Kurilsky Zapovednik

Physical features that have created some of the world’s richest fishing grounds around and on the Kuril Island chain from Kamchatka north to Japan have also helped make them among the richest in terrestrial wildlife. Kurilsky Zapovednik is part of this, covering altogether 412 square miles (1,069 km2) of volcanic cones with rocky cliffs where seabirds nest. Rivers teem with millions of spawning salmon where Russia’s densest population of massive brown bears reap the bounty. Sable, red foxes, and European mink come for leavings.

Russian Largha seals gather near river mouths for their share, along with endangered Steller’s sea lions and harbor seals. Sea otters, a rare subspecies, kurilensis, dine on coastal mollusks.

Tufted puffins, rhinoceros auklets, and slaty-backed gulls noisily conduct their affairs in cliffside colonies, among 260 island bird species, of which 21 are listed as Red Book rarities.

Rare Blakiston’s fish owls, one of the world’s largest owls, more than two feet (72 cm) tall, glide silently along rivers searching for char, and wade in shallows for crabs or smaller prey.

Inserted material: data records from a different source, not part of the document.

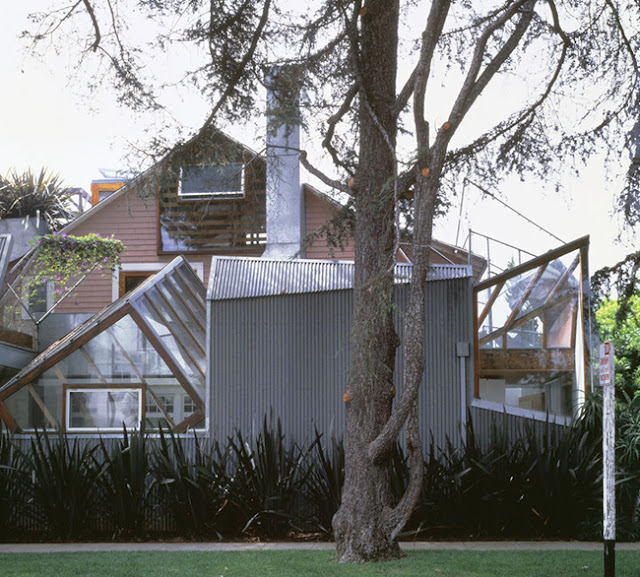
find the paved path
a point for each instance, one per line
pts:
(244, 546)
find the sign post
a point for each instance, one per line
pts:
(607, 382)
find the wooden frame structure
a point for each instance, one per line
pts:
(547, 293)
(166, 312)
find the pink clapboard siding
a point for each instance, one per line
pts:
(134, 221)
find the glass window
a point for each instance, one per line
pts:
(529, 335)
(103, 409)
(204, 181)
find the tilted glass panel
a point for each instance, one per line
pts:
(178, 321)
(189, 300)
(527, 337)
(167, 404)
(26, 405)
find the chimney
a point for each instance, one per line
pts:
(285, 198)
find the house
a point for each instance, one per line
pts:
(270, 330)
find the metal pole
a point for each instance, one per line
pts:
(607, 381)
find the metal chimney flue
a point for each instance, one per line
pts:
(285, 199)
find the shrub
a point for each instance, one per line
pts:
(62, 485)
(29, 194)
(194, 489)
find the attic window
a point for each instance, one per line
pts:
(211, 180)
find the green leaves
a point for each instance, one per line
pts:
(62, 258)
(29, 194)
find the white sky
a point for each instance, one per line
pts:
(46, 120)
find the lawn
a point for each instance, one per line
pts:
(314, 563)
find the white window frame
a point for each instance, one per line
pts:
(203, 194)
(70, 390)
(149, 267)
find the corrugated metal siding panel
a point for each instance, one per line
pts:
(234, 278)
(290, 355)
(318, 212)
(487, 424)
(133, 221)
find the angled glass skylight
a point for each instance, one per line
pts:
(531, 339)
(141, 359)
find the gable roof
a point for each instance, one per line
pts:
(146, 178)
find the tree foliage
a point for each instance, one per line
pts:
(389, 88)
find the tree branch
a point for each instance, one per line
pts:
(94, 21)
(321, 175)
(332, 123)
(397, 518)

Forest or large-billed crows with greenish-glittering heads and massive beaks “kroo-kroo” from tall spruces. Babbling trills of gray-capped (aka oriental) greenfinches ring in forests with those of a variety of tits and pipits.

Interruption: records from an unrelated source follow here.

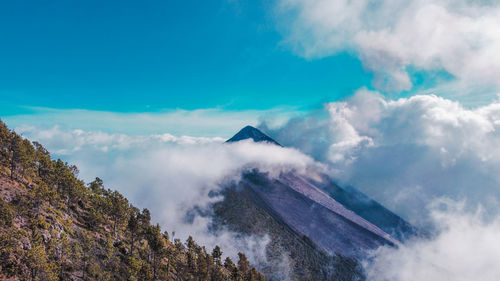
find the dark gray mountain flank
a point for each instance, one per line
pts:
(319, 228)
(250, 132)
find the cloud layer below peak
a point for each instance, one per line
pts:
(406, 152)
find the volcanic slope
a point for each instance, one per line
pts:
(319, 237)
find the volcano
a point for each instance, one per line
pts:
(322, 229)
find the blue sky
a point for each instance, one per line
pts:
(129, 56)
(63, 61)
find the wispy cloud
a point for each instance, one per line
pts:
(459, 37)
(201, 122)
(405, 152)
(466, 248)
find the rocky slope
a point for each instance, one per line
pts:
(320, 229)
(54, 227)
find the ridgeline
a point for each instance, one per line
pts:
(55, 227)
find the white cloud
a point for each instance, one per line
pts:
(465, 249)
(171, 175)
(461, 37)
(200, 122)
(404, 153)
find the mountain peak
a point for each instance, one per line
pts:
(253, 133)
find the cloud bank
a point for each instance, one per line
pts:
(406, 152)
(172, 176)
(395, 37)
(210, 122)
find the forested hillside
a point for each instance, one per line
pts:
(55, 227)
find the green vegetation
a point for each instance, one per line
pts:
(54, 227)
(243, 211)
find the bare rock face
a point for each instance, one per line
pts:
(322, 228)
(250, 132)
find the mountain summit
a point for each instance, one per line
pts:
(255, 134)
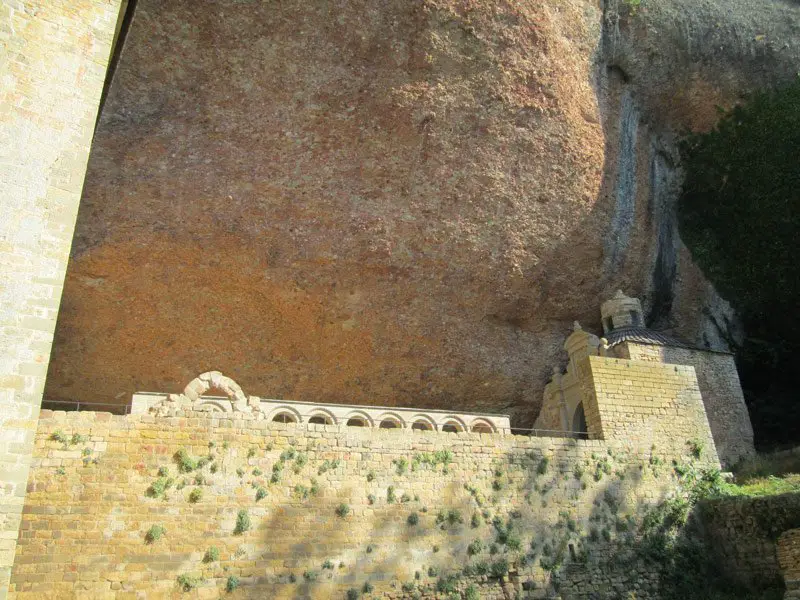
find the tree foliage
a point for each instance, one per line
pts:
(740, 216)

Throngs of waterfowl stop by spring and fall on a major migratory bird route between Alaskan and eastern Pacific nesting grounds and winter quarters in Japan, Australia, and Southeast Asia.

Plant life ranges from arctic barrens to hardwood-conifer forest to tree fern-bamboo rain forest. Springtime brings fields of purple iris, orange daylilies, delicate blue plantain lilies, and in summer, butterfly and feather-leaf orchids, golden Venus’ slippers, pink Japanese pogonias.

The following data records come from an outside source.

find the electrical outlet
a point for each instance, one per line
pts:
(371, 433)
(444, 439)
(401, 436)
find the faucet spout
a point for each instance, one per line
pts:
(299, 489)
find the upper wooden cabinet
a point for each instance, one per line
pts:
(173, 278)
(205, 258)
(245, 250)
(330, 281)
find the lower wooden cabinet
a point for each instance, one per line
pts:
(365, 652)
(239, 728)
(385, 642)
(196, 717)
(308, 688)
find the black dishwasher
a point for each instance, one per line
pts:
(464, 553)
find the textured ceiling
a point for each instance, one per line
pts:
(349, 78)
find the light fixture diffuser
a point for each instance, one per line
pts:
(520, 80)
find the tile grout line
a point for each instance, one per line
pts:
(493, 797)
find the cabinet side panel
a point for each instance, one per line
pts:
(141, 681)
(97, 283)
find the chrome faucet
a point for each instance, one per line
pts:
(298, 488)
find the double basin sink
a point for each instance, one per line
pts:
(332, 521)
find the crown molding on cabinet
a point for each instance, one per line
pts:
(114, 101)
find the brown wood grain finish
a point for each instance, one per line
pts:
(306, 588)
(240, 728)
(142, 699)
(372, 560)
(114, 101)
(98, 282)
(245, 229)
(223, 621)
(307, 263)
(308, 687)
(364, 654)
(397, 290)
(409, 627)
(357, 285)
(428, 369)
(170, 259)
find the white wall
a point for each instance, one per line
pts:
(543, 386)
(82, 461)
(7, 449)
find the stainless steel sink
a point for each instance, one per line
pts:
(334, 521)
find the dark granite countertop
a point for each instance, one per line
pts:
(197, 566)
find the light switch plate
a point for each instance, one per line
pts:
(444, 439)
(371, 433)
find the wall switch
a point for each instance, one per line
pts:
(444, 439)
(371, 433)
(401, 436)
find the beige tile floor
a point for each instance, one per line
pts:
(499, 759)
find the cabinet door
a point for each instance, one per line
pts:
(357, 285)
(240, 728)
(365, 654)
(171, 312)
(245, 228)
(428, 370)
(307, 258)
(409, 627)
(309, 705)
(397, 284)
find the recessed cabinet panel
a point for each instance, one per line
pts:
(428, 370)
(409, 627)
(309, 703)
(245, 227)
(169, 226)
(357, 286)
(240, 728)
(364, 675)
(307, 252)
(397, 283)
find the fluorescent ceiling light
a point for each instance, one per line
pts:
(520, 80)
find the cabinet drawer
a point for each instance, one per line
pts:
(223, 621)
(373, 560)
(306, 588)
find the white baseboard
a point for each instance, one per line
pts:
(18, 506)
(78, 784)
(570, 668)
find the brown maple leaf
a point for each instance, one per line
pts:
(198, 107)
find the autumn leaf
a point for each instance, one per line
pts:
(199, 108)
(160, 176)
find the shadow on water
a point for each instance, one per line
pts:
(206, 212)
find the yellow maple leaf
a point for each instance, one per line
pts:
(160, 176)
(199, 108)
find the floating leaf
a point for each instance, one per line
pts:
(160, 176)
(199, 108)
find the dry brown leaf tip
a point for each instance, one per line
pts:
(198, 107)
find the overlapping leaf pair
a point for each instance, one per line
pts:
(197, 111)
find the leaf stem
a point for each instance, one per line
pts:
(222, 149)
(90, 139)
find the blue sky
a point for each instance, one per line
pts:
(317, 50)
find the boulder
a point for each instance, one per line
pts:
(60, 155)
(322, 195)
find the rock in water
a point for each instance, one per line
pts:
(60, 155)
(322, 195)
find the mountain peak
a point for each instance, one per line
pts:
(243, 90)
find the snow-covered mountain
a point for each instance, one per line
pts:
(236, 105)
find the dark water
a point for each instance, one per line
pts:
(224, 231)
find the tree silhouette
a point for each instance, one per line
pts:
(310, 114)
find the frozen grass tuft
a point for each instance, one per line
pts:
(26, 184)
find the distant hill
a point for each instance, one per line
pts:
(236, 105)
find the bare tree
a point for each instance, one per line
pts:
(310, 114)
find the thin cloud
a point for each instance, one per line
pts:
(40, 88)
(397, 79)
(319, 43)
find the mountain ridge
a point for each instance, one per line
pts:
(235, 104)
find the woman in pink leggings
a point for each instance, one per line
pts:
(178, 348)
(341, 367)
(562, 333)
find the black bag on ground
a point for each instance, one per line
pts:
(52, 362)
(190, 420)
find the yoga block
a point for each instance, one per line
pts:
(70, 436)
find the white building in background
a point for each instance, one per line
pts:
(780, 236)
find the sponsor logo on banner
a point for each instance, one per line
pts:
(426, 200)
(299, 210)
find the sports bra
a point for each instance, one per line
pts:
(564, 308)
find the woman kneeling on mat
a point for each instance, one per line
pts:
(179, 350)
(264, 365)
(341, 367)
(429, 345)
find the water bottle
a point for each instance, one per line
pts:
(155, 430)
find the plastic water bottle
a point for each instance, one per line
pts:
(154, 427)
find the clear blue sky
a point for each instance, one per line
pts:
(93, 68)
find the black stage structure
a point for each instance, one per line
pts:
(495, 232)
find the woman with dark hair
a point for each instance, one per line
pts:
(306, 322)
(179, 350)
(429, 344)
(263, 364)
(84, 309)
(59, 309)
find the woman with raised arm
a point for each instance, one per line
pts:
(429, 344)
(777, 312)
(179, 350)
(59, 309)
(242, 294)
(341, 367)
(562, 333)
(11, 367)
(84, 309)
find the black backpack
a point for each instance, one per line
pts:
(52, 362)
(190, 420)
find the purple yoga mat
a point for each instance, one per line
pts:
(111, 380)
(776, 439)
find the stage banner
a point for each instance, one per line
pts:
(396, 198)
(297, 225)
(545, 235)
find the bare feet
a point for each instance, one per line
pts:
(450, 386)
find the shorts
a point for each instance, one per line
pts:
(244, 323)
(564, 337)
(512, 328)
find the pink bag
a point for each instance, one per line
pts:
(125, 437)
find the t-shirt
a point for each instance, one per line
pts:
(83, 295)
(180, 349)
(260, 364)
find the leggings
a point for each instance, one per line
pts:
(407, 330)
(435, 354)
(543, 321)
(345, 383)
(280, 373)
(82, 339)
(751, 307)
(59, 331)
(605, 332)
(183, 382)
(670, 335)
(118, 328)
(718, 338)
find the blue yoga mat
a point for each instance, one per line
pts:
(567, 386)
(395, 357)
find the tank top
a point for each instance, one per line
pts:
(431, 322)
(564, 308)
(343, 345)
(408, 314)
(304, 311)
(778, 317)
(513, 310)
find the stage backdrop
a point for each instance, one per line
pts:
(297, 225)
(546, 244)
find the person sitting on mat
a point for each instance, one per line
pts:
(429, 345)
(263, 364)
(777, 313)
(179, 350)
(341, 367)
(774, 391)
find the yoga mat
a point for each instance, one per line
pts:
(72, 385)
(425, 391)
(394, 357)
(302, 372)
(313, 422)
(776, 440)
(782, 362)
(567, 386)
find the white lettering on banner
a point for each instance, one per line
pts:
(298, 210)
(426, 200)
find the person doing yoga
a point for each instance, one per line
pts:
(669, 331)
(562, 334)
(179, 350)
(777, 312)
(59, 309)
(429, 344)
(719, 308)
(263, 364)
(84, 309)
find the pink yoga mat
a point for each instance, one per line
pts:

Reserve lands include half of Kunashir Island, parts of Demina and Oskolki Islands and Maly Kurily Zakaznik, along with six other islands and adjacent rocks, reefs, and Russian territorial waters.

Problems are serious overfishing—uncontrolled plundering of crabs, shrimps, squid, and sea urchins, and ongoing gold mining and mineral explorations.